ビル管理士試験 H30年 問84 問題と解説

 問 題     

騒音と振動に関する次の記述のうち、最も不適当なものはどれか。

  1. 道路交通振動に対する振動規制は、昼間より夜間の方が厳しい。
  2. 点音源の場合、音源までの距離が10倍になると、音圧レベルは約20dB減衰する。
  3. 防振溝は、回折減衰効果を利用した振動対策の方法である。
  4. 対象騒音が暗騒音より10dB以上大きい場合は、測定音を対象騒音と判断して良い。
  5. 不規則かつ大幅に変動する振動に対する振動規制法による規制基準は、最大の振動加速度レベルによって定められている。

 

 

 

 

 

正解 (5)

 解 説     

この問題の答えは(5)ですが、内容がやや難しい上に、あまり頻出事項でもありません。一方で、(1)~(4)の内容は重要事項であるか、または基礎的な内容であるため、消去法で答えを出すのがよいかと思います。

(1)について、昼間は人が活動している時間ですが、夜は静かに眠っているため、振動が気になりやすいのは夜のほうです。よって、夜間の規制を厳しくするのは理にかなっているので、これは正しいです。
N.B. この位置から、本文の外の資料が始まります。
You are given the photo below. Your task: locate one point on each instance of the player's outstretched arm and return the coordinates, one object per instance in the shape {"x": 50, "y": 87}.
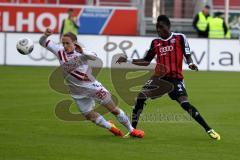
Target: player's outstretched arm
{"x": 43, "y": 38}
{"x": 190, "y": 63}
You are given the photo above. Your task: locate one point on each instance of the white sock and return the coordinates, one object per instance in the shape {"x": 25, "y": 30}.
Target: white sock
{"x": 122, "y": 118}
{"x": 101, "y": 121}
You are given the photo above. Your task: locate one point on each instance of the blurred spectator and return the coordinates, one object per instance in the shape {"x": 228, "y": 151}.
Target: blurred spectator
{"x": 217, "y": 27}
{"x": 200, "y": 22}
{"x": 70, "y": 24}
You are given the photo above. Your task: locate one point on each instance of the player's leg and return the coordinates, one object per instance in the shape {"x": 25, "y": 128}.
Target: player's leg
{"x": 104, "y": 97}
{"x": 183, "y": 101}
{"x": 180, "y": 95}
{"x": 138, "y": 108}
{"x": 123, "y": 119}
{"x": 155, "y": 87}
{"x": 85, "y": 106}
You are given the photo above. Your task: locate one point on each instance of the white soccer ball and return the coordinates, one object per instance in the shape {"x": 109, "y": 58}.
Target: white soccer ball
{"x": 25, "y": 46}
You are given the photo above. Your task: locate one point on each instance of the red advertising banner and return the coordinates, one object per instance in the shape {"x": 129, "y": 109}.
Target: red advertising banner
{"x": 19, "y": 18}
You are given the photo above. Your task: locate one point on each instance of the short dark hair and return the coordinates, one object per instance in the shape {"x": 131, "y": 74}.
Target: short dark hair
{"x": 71, "y": 35}
{"x": 165, "y": 19}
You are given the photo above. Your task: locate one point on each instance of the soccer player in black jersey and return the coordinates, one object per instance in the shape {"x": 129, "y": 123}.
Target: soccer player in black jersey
{"x": 169, "y": 49}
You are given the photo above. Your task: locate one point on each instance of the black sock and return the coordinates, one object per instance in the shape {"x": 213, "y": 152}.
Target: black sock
{"x": 137, "y": 111}
{"x": 195, "y": 114}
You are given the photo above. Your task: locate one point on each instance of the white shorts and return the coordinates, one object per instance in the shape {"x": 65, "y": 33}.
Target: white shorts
{"x": 90, "y": 93}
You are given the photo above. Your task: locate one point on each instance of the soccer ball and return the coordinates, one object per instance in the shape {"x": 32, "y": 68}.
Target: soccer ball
{"x": 25, "y": 46}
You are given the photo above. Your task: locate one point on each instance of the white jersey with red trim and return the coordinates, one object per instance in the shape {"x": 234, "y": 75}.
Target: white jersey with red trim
{"x": 74, "y": 64}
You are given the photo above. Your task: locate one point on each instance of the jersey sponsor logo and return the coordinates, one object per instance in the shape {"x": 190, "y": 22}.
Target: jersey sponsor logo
{"x": 173, "y": 40}
{"x": 164, "y": 50}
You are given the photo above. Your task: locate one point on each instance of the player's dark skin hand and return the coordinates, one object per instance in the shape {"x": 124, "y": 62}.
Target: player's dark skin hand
{"x": 193, "y": 67}
{"x": 121, "y": 60}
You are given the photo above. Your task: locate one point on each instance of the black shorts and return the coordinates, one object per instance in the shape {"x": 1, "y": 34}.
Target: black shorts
{"x": 179, "y": 89}
{"x": 156, "y": 87}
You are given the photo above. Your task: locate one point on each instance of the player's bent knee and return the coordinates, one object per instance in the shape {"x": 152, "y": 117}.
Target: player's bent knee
{"x": 186, "y": 106}
{"x": 91, "y": 116}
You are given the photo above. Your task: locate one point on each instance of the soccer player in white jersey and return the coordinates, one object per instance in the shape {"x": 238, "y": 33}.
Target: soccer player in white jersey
{"x": 84, "y": 88}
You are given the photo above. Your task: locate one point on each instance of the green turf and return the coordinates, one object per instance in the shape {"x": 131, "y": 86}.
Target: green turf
{"x": 29, "y": 129}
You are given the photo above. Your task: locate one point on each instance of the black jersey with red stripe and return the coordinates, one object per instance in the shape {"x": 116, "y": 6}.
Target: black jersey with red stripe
{"x": 169, "y": 52}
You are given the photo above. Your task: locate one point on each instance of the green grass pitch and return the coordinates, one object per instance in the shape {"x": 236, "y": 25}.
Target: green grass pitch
{"x": 29, "y": 129}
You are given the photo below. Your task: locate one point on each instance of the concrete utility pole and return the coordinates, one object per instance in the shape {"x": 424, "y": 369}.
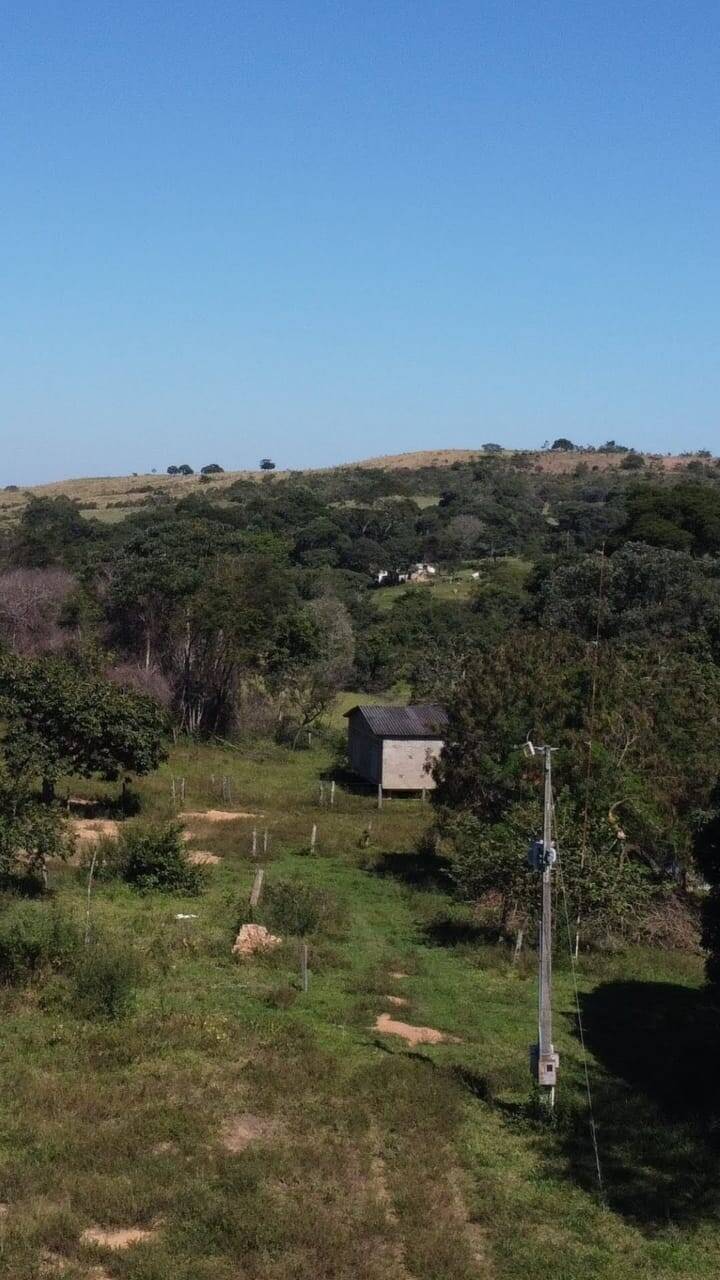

(2)に関して、音源からの距離が2倍や10倍になったときの音圧レベルの減衰する度合いは、知識として知っておくと便利です。点音源、線音源、面音源でそれぞれ減衰の度合いが以下のように異なります。

  • 点音源:距離2倍で約6dB減衰、距離10倍で約20dB減衰
  • 線音源:距離2倍で約3dB減衰、距離10倍で約10dB減衰
  • 面音源:距離によらず、ほぼ減衰なし

これは知識として押さえておけば便利ですが、もし導出の根拠を覚えておきたい場合はH25問題86の解説を参照してください。

よって、(2)では「点音源・10倍・20dB」なので、正しいです。

(3)も記述の通りです。防振溝は、道路交通振動など建築物外からの振動対策として設けられています。ちなみに、防振溝の溝が深いほど、効果的に道路交通振動を防止することができます。

(4)について、対象騒音の測定値が暗騒音の測定値よりも数dB大きい程度だった場合、対象騒音の測定結果は色々な音(対象騒音とその他の環境音)が混ざった数値となっています。よって、対象騒音を正しく評価するためには、測定音に対して暗騒音による影響の除去が必要となります。

一方で、対象騒音が暗騒音よりも10dB以上大きい場合には、対象騒音が周りの音よりも極端に大きいということなので、その測定値はそのまま対象騒音が発している音であると判断することができます。

よって、(4)の記述も正しいです。

(5)は冒頭で書いたようにややマイナーな話なので、あまり気にしなくてもよいと思います。

一応、正解だけ示しておくと、「最大の振動加速度レベル」の部分が誤りで、正しくは「時間率レベルで80%レンジの上端値[L10]」となります。